Last week it was announced via KrebsOnSecurity that Ashley Madison, a website/app that helps married people cheat on their spouses, was compromised, with hackers threatening to systematically release the names, passwords, profiles and credit card information of AM's 37.5 million members unless the site permanently shuts down. The motives for this hack are somewhat unclear, as is the amount of data, if any, that has actually been released. All we really know, as of now, is that Ashley Madison is still online claiming they've got things under control.

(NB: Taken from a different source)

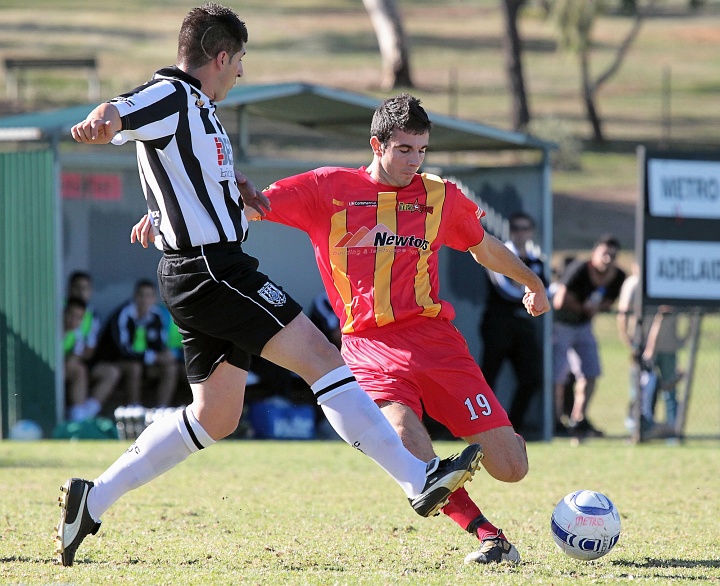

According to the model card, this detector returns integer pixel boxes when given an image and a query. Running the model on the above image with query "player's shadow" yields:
[612,558,720,580]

Since the story broke we've seen a wide range of reactions (despite the current lack of actual facts on which to base those responses). Many folks are echoing the sentiments of the hackers, who, in their initial statement, called AM's membership "cheating dirtbags" who deserve the "very bad day" that is coming. Other responses have simply wondered why so many supposedly loving men and women would blatantly choose to ignore their vows of relationship fidelity, thereby putting their marriages, families, reputations, careers and more at risk.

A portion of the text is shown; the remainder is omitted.